This Book of the Law shall not depart from your mouth, but you shall meditate on
it day and night, so that you may be careful to do according to all that is
written in it. For then you will make your way prosperous, and then you will
have good success. Joshua 1:8
I heard a preacher on the Christian radio station. I didn’t catch his name, but I caught his message. He said there is a great difference in success as a goal and success as an outcome. That hit home to me. We are so goal orientated in today’s world. The ends justify the means. Anything to get us there the fastest we can,, no matter how many toes we step on as we climb the rung to success. It seems business has lost any ethical standards.
How different it is in the Gospels. We cannot measure success the way God sees it. We are not supposed to. Only He can see the future and how it will work out. I am not saying we should not be financially responsible and plan, but if we keep Christ as the guide in our lives, can we not trust in the promise that the outcome will be a success? We may not all end up billionaires, but we will end up taken care of. God knows our needs along this journey on earth. (See Matthew 6:25-33) If we make success our goal in life, we lose sight of the journey and the wonders along the way. We have blinders like a horse and miss the serendipities in our peripheral vision. And, we may get discouraged because it is not going as we have planned. That is trying to bend God’s will to us, not bending our will to Him.
Success as an outcome lives wiggle room for God’s mercies and wonderful surprises. It also makes it easier for us to be flexible enough to veer off what we thought was the what He had planned for us, to slow down a bit, or to stop and rest along the way. It leaves Him in control.

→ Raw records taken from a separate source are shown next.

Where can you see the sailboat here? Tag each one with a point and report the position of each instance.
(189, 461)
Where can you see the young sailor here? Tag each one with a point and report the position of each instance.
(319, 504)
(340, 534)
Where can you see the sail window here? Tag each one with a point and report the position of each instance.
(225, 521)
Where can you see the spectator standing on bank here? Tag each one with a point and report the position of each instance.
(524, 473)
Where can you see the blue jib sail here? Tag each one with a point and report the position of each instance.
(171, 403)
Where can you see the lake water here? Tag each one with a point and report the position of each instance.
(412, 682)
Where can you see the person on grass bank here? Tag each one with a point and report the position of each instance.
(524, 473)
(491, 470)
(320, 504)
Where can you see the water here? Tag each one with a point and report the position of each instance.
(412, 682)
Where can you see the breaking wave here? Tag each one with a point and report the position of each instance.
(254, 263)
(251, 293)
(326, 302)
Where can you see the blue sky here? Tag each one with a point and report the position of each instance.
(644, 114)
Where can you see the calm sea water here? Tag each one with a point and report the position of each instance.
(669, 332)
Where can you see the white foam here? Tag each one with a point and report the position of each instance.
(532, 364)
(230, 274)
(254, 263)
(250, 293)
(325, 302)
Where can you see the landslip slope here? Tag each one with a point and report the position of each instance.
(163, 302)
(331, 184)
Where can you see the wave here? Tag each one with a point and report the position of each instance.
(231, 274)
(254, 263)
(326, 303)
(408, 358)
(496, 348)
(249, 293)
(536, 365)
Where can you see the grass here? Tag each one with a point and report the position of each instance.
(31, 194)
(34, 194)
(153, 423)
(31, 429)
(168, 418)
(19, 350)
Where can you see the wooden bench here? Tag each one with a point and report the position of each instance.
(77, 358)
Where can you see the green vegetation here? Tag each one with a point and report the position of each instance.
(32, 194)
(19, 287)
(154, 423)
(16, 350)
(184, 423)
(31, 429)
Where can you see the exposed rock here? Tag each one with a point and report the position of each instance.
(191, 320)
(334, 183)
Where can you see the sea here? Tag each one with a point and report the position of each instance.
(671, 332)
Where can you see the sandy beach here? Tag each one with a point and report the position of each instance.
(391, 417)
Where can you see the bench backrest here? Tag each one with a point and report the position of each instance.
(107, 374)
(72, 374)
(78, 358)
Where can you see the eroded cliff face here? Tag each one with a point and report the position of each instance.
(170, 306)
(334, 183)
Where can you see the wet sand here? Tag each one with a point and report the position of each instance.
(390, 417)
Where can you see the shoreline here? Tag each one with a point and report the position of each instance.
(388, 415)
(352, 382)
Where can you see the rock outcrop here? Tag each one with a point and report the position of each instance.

And what is success? If we let God define that, it is as Joshua said – following His ways so in the end we will hear as we kneel at the throne of Heaven, “Well done, good and faithful servant.” We are blessed that, unlike the Hebrews in Joshua’s time, we have an eternal high priest in Jesus Christ whose blood was shed for us, so we can ask forgiveness and cleansing daily, if not hourly, along the way. We are no longer bound by the dotted i’s and crossed t’s of the law, because Christ has completed it.
Our job, our goal should be as Micah 6:8 says, to act justly, love mercy and walk humbly with our God. If we do that, and asks forgiveness when we don’t, can the outcome be anything but success?